3. MicroRNAs as Biomarkers for PCOS Based on Follicular Fluid Content

Comparing the miRNAs found in follicular fluid to the miRNAs found in the
blood
reveals the common occurrence of miR-186, miR-21, miR-155, miR-103, miR19a and miR-16, although with different expressions levels and significance
associated with PCOS. Moreover, the miRNA profile of follicular fluid varies
between studies, highlighting that PCOS is a complex and heterogenic syndrome.

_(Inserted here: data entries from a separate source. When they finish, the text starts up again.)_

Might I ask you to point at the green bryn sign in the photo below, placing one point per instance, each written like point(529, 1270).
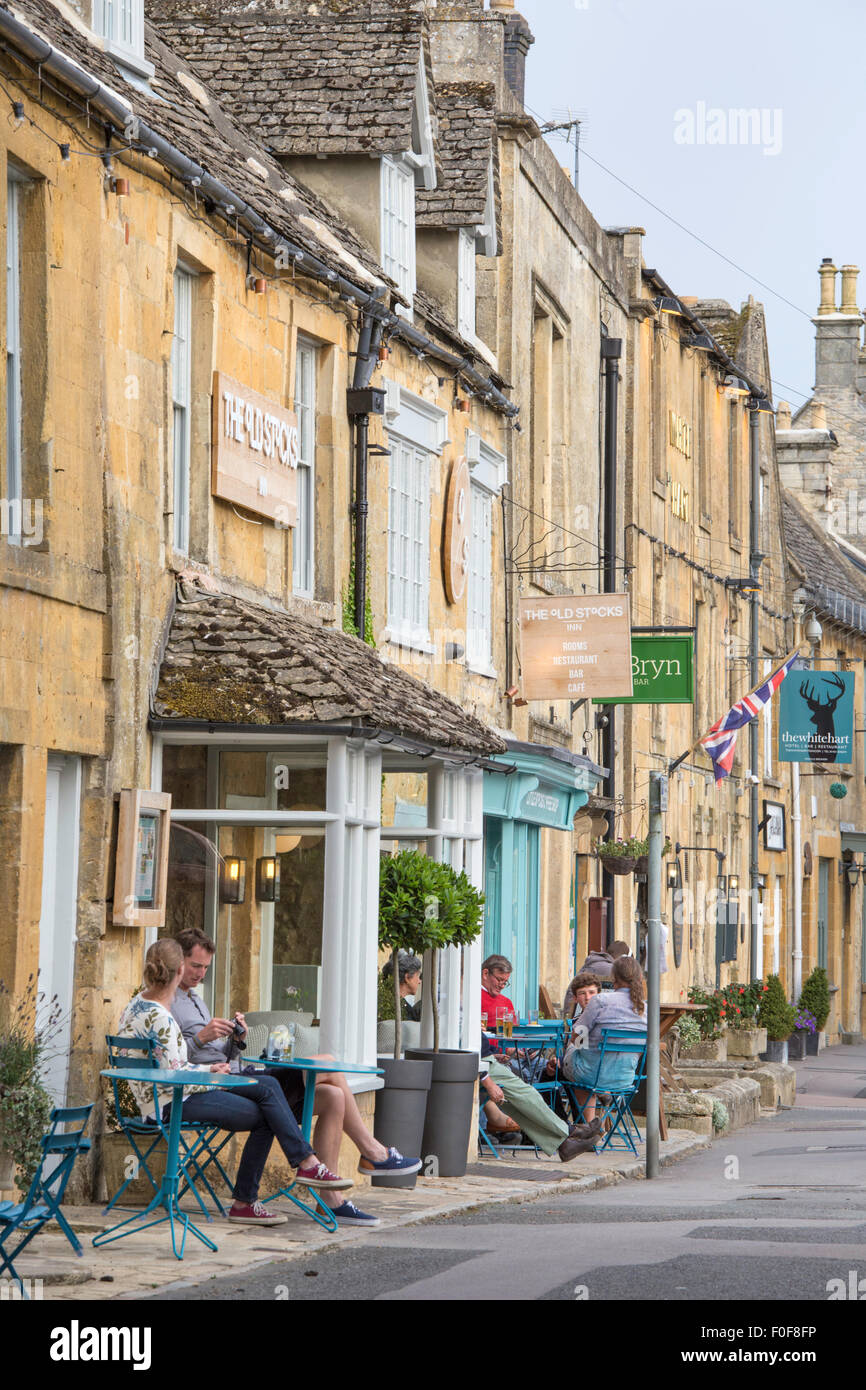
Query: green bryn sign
point(662, 670)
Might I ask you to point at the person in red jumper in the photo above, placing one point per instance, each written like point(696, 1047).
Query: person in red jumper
point(495, 975)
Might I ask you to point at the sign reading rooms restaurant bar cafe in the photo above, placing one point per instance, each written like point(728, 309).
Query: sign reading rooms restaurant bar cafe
point(576, 647)
point(255, 452)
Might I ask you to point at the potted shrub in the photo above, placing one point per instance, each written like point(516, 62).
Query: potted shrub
point(745, 1034)
point(407, 884)
point(776, 1016)
point(25, 1107)
point(815, 997)
point(804, 1025)
point(446, 911)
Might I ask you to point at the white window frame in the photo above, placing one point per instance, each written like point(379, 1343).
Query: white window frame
point(409, 544)
point(466, 282)
point(121, 24)
point(398, 223)
point(14, 473)
point(303, 542)
point(488, 474)
point(181, 406)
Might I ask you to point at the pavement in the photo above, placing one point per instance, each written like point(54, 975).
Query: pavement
point(142, 1264)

Interestingly though, increased expression of miR-146 was found in serum from
PCOS patients and also in follicular fluid by Roth et al. and Sang et al.,
respectively. Adding to this, miR-222 and miR-24 were also found to be highly
expressed in follicular fluid, as well as identified in PCOS serum. A differential
expression, albeit in different directions, was observed for miR-320. Taken
together, this still warrants further studies [7].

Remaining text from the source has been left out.